Der Würfel geht also bis zu 12 Augen. Wahrscheinlich sind diese Würfel neuern Ursprungs. (Geschrieben zu Schwerin im April 1862.)

Genau dieselben Würfel aus Serpentin sind oft auch im Nassauischen gefunden und wiederholt beschrieben, auch abgebildet; vgl. Inscriptiones ducatus Nassoviensis latinae, 1855, und Annalen des Nassauischen Geschichtsvereins, 1850, S. 565 und 566. Diese Würfel sollen hier in "römischen Ruinen" gefunden sein. Im Museum zu Wiesbaden werden dergleichen von "unbekanntem Fundorte" und aus einem "tumulus bei Mainz" aufbewahrt. Im Nassauischen hat man sie daher lange für römisch gehalten. Sie haben aber ein ganz neues Ansehen und die Buchstaben sind sicher nicht römisch, namentlich A und Z nicht.
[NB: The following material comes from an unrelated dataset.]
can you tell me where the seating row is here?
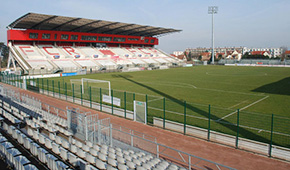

Die Buchstaben T A haben die Formen des 13. oder 14. Jahrhunderts, namentlich das A , dessen mittlerer Querbalken nach unten hin zugespitzt ist. Ich halte dies aber für Nachahmung älterer Schrift. Die Würfel werden ganz jungen Ursprunges sein, da sie alle wie neu erscheinen. Zu dem angeführten Bande der Nassauischen Annalen in der Stadtbibliothek zu Homburg v. d. H. sind dieselben Würfel, "gefunden im Burggarten "des Mylius", welche "nicht römisch, sondern Producte neuerer "Zeit sind", handschriftlich abgebildet und die Buchstaben nach der "Conjectur des Herrn C. Bernbeck zu Gießen" in den "Periodischen Blättern", 1855, S. 230, folgendermaßen gedeutet:

N G  =  Nimm Ganz
N H  =  Nimm Halb
N D  =  Nimm Drittel
L S  =  Laß Sitzen
S Z  =  Setze Zu
T A  =  Todt Alles

Wenn diese Bedeutung der Buchstaben vielleicht auch nicht ganz zutreffend ist, so mag sie doch annähernd richtig sein. (Geschrieben zu Homburg v. d. H. im Mai 1869.)

G. C. F. Lisch.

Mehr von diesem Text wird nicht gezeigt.